Omega-3 contains important fats that your body needs to function properly. So you need it to stay healthy.
How do you know if you have an omega-3 deficiency?
An omega-3 deficiency can be recognized by several symptoms, including:
- brittle nails
- dry hair
- fatigue
- very thirsty and needing to urinate
- a bad memory
- blurred vision and/or dry eyes
- concentration problems
- despondency
- feeling tense/anxious
- forgetfulness
- mood swings
These symptoms may be attributed to other deficiencies or problems, so always consult a doctor if you experience them persistently or are concerned.
Which foods contain omega-3?
Omega-3 consists of three different fatty acids: ALA (alpha-linolenic acid), EPA (eicosapentaenoic acid) and DHA (docosahexaenoic acid).

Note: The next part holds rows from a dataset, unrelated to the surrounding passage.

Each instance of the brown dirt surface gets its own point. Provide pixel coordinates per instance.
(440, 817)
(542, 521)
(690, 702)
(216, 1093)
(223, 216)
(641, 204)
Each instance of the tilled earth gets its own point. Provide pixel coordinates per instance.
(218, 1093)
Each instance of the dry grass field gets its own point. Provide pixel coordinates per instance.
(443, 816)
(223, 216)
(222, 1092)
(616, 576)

ALA fatty acids come from plant products. ALA can be found in, among other things:
- flax seed
- chia seeds
- walnuts
- spinach
- white beans
- chickpeas
EPA and DHA are found in algae or fish oil. You can find EPA and DHA in:
- salmon
- mackerel
- herring
- oysters
- sardines
- other fish
How much omega-3 can I take?
Your body doesn't produce omega-3s on its own. The recommended daily amount is between 250 and 500 mg.

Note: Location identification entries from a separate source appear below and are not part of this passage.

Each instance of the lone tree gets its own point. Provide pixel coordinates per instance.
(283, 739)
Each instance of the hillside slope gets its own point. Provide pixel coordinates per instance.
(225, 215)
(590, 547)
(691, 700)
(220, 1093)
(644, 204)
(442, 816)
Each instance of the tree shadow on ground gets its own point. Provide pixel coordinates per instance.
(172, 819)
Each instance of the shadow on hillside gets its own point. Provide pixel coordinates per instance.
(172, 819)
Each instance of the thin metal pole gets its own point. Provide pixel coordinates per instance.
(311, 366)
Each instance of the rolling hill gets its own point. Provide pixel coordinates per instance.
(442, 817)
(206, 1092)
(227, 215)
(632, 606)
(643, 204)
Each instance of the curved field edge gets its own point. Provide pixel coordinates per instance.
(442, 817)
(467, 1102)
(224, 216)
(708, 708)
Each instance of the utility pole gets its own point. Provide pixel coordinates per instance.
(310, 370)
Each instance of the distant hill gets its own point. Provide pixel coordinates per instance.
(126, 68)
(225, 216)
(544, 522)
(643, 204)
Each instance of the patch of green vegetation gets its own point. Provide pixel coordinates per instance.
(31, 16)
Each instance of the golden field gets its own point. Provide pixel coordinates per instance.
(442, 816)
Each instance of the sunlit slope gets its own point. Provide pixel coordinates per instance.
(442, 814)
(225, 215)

Two Guud Inside capsules contain 300 mg DHA and 150 mg EPA.
How long can I take omega-3?
How long you can take omega-3 depends on your individual needs and personal situation. Ensure you're getting enough omega-3 from your diet and supplement your diet with an omega-3 supplement if necessary. Consult a doctor if you suspect you have an omega-3 deficiency and would like personalized advice.

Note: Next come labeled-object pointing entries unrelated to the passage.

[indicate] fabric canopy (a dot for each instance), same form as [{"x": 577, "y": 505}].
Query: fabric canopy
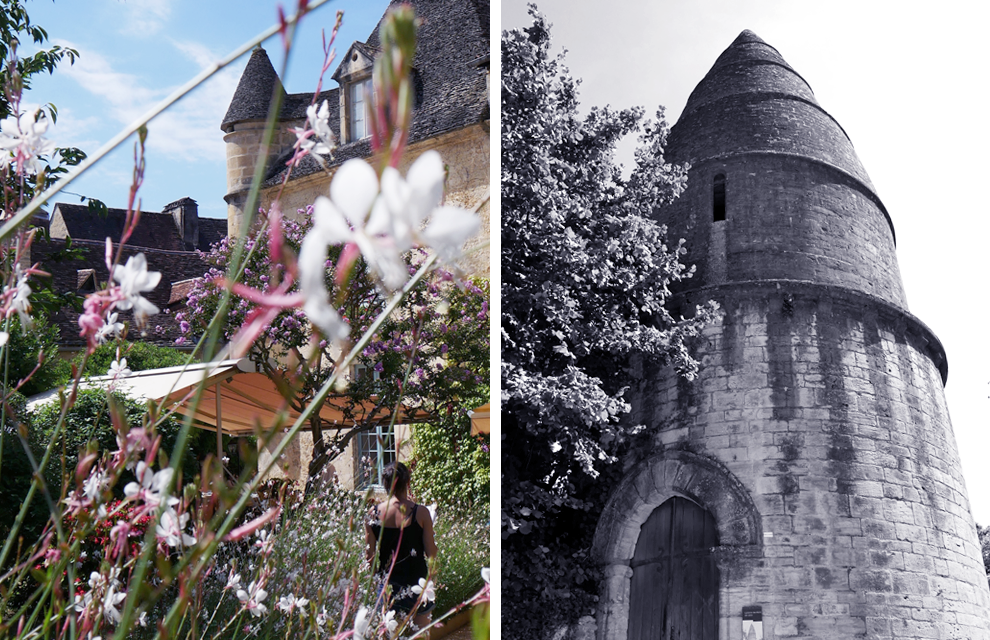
[
  {"x": 246, "y": 398},
  {"x": 480, "y": 419}
]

What is the difference between omega-3 and omega 6 and omega 9?
Omega-3, -6 and -9 are all polyunsaturated fatty acids, but they differ in their structure and functions.
- Omega-3 fatty acids, such as EPA and DHA, are mainly found in oily fish.
- Omega-6 fatty acids, such as linoleic acid, are found in vegetable oils, but excessive intake can be detrimental to health.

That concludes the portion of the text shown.